Random forest-based out-of-distribution detection for robust lung cancer segmentation
Authors
Abstract
Accurate detection and segmentation of cancerous lesions from computed tomography (CT) scans is essential for automated treatment planning and cancer treatment response assessment. Transformer-based models with self-supervised pretraining can produce reliably accurate segmentation from in-distribution (ID) data but degrade when applied to out-of-distribution (OOD) datasets. We address this challenge with RF-Deep, a random forest classifier that utilizes deep features from a pretrained transformer encoder of the segmentation model to detect OOD scans and enhance segmentation reliability. The segmentation model comprises a Swin Transformer encoder, pretrained with masked image modeling (SimMIM) on 10,432 unlabeled 3D CT scans covering cancerous and non-cancerous conditions, with a convolution decoder, trained to segment lung cancers in 317 3D scans.

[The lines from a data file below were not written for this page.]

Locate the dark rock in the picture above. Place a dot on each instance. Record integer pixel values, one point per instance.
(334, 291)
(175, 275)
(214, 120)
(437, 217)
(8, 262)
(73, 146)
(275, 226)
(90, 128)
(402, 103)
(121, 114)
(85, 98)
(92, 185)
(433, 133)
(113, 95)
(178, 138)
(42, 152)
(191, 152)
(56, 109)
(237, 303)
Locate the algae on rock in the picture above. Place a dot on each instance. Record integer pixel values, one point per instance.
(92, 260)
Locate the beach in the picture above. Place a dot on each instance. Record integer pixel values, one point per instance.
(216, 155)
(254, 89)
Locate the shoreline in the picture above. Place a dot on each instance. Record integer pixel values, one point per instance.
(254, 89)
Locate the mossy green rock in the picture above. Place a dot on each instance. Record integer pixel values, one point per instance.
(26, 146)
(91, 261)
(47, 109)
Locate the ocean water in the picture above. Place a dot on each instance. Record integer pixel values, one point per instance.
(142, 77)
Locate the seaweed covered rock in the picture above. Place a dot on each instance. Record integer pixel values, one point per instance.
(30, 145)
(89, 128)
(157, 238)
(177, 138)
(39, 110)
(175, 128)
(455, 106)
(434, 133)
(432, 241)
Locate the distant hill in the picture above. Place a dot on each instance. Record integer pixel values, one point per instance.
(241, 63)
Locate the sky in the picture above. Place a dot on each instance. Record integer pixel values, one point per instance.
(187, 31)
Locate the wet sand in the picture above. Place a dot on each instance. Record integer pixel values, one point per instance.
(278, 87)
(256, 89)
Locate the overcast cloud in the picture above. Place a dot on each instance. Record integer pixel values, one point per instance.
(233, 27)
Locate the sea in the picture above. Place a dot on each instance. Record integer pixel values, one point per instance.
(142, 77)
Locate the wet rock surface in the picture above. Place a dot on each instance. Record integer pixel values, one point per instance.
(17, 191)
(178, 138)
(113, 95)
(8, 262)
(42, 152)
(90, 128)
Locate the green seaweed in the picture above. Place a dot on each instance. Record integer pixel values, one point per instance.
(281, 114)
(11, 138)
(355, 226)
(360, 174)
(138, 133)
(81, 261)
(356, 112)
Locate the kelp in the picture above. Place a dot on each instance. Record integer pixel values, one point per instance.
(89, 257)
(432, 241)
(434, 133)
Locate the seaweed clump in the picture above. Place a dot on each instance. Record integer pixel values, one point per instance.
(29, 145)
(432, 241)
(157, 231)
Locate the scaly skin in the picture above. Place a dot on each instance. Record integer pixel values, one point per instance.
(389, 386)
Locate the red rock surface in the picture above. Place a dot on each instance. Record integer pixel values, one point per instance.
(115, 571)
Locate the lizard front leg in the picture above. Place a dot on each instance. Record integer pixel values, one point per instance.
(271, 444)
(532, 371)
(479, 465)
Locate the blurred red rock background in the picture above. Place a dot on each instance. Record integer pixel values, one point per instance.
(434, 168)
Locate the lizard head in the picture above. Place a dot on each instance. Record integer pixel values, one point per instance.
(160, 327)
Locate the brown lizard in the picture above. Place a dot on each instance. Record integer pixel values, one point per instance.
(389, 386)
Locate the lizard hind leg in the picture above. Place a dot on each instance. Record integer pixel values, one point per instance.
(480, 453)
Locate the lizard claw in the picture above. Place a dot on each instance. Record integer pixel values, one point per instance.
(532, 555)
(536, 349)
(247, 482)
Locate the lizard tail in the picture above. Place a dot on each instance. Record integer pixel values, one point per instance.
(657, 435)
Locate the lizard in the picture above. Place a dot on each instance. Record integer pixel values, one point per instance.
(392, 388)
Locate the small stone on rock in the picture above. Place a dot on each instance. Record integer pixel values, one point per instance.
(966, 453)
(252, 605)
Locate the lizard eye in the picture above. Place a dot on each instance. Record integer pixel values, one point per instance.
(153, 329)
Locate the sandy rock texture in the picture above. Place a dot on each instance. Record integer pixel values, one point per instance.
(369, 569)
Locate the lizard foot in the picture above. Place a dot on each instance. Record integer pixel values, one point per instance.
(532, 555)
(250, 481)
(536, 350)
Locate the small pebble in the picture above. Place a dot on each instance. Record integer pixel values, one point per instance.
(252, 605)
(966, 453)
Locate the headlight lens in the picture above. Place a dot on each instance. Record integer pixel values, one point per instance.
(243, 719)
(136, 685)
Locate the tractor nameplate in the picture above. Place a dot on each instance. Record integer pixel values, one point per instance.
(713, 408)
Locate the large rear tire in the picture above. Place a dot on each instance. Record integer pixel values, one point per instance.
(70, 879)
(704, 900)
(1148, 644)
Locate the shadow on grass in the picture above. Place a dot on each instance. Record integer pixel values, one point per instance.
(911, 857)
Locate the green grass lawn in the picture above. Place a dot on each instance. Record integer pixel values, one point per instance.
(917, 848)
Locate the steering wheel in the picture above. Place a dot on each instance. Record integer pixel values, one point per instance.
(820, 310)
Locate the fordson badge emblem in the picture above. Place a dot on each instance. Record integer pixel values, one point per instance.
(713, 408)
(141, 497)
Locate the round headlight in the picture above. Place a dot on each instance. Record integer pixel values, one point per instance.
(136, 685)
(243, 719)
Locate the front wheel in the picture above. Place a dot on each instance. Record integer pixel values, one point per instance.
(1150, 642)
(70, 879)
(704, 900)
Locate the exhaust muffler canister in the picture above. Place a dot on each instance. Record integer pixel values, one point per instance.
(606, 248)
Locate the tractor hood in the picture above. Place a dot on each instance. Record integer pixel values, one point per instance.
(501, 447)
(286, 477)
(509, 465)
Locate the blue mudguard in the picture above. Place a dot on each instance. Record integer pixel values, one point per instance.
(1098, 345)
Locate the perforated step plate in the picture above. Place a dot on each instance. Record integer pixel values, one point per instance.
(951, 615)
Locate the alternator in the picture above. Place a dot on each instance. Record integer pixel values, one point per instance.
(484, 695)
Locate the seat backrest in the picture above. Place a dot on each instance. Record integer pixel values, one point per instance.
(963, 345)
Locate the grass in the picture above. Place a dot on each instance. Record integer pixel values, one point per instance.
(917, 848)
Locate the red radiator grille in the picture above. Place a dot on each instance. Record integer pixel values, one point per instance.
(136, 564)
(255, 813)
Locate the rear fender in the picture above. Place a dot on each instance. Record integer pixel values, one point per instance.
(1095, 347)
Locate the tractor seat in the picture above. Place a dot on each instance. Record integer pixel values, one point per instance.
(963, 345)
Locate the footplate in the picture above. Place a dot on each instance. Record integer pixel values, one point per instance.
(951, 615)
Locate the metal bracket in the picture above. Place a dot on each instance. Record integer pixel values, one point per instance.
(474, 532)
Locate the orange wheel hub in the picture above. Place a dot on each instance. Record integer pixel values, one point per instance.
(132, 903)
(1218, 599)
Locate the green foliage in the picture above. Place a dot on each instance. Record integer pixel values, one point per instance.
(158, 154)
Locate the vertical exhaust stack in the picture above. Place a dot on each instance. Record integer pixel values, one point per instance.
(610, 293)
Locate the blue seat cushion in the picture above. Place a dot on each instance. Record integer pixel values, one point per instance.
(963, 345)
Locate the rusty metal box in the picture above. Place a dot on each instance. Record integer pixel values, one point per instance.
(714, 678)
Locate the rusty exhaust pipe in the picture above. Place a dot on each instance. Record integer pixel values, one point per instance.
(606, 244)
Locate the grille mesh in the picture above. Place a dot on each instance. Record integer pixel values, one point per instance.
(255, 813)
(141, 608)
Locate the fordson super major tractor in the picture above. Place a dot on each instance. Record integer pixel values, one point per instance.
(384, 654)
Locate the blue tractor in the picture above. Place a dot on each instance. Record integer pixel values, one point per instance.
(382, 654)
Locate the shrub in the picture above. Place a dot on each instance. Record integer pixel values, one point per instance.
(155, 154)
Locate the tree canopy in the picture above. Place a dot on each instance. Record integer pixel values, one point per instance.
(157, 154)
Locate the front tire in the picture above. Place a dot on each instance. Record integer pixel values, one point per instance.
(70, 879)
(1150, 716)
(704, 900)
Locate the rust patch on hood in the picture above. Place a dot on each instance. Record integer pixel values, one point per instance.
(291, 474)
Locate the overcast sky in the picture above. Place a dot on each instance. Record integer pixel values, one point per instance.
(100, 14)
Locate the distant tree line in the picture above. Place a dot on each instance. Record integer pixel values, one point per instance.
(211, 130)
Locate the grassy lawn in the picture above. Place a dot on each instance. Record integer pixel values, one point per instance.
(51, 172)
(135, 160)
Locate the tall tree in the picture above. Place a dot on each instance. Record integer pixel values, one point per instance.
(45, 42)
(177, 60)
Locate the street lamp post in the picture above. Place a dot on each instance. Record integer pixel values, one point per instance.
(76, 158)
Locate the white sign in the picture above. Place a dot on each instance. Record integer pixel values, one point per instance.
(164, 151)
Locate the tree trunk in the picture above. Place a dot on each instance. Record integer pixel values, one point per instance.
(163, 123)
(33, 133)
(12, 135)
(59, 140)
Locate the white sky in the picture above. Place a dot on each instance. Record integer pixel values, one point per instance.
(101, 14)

Independent testing was performed on 603 3D CT public datasets that included one ID dataset and four OOD datasets comprising chest CTs with pulmonary embolism (PE) and COVID-19, and abdominal CTs with kidney cancers and healthy volunteers. RF-Deep detected OOD cases with a FPR95 of 18.26%, 27.66%, and less than 0.1% on PE, COVID-19, and abdominal CTs, consistently outperforming established OOD approaches. The RF-Deep classifier provides a simple and effective approach to enhance reliability of cancer segmentation in ID and OOD scenarios.